For some reason, YouTube is not using a very good STT system now. The lack of sentence punctuation is particularly annoying. Transcriptions by Whisper and Gemini 1.5 Pro are much better. From a couple of weeks ago:

https://news.ycombinator.com/item?id=41199567#41201773

I expect that YouTube will up their transcription game soon, too.

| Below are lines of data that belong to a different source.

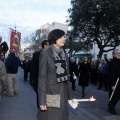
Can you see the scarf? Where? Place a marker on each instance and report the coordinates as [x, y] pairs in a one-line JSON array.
[[60, 64]]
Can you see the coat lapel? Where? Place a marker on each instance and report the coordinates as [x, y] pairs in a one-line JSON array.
[[50, 53]]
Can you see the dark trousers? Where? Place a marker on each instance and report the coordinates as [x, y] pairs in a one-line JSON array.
[[25, 74], [37, 100], [103, 80]]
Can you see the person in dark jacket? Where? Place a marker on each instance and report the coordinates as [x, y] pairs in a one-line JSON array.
[[114, 74], [26, 64], [12, 64], [54, 78], [84, 71], [73, 71], [35, 67]]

LtWorf · 2024-08-21T13:28:26 1724246906

I've tried whisper too. I made this: https://codeberg.org/ltworf/srtgen

Basically it's kinda useful to put time tags, but I need to manually fix each and every sentence. Sometimes I need to fix the time tags as well.

I just spoke about youtube because it's more popular and easy to test.

Terr_ · 2024-08-21T01:50:44 1724205044

Sometimes speech-to-text machine learning models give very good results, however I think the key is that:

1. It's overwhelmingly more useful than the [no text] it was replacing, particularly for the deaf or if you want to search for keywords in a video.

2. When it fails, it tends to do so in ways that trigger human suspicion and oversight.

Those aren't necessarily true of some of the things people are shoehorning LLMs into these days, which is why I'm a lost more pessimistic about that technology.

KoolKat23 · 2024-08-20T22:27:48 1724192868

Just today, I received a note from a gas technician, part handwritten, for the life of me I couldn't make out what he was saying, I asked ChatGPT and it surprisingly understood, rereading the original note I'm very sure it was correct.